Nice frocks, shame about the script
NO MATTER what I say about this film, curiosity is bound to get the better of you. Rubbernecking at accidents is what we all do, after all, which is an unfortunate analogy. But it hasn’t stopped a number of critics calling this movie a car crash.
There have, in fact, been a number of films about Princess Di, but as they’ve been confined to the True Life channel or the discount bucket at Blockbusters, no one bats an eyelid. No one except actress Catherine Oxenberg, who did rather well in Diana and Charles: Unhappily Ever After, and landed a part in Dynasty.
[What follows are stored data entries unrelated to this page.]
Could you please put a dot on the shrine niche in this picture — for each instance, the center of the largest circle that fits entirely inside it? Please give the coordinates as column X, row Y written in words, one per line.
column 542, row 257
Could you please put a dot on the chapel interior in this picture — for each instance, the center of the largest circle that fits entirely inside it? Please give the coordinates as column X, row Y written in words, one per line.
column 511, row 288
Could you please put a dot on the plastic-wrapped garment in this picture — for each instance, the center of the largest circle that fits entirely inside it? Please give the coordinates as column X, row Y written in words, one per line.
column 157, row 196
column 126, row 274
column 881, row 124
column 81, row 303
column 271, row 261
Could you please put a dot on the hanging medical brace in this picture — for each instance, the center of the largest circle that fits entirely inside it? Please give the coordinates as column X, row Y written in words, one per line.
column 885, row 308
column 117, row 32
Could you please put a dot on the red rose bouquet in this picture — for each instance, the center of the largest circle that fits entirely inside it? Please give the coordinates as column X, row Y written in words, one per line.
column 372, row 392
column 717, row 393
Oscar-nominated for The Impossible last year, Naomi Watts did not need to play a royal to kick-start her career. But I imagine she’s now questioning why she did. Perhaps Helen Mirren’s success as The Queen spurred her on. But no matter how good Watts is as Diana — and in many scenes she is convincing — the film lacks the content and smartly-crafted script that supported Dame Helen. In a desperate attempt to offend no one (except Pakistani heart surgeon Dr Hasnat Khan, who refused to collaborate with the production) the film has not only steered away from featuring the key people in Diana’s life (ex-husband, children). Based on Kate Snell’s book, Diana: Her Last Love, it focuses on a conjured version of her relationship with Khan (Naveen Andrews from Lost), followed by another with Dodi Al Fayed, which evidently would have been far less significant had it not been for the tragic outcome. Dodi was just a way of making Hasnat jealous, or so the film implies, which I assume Mohammed Al Fayed won’t be best pleased about.
I think the people’s princess probably deserves a better cinematic epitaph than this, but the film is not quite as quite as bad as it’s been painted. It’s redeeming feature is seeing the dresses Jacques Azagury made for Diana being worn again by Watts. All were lovingly remade for the actress by the Jewish fashion designer and it’s a shame the same care and attention wasn’t taken with the story.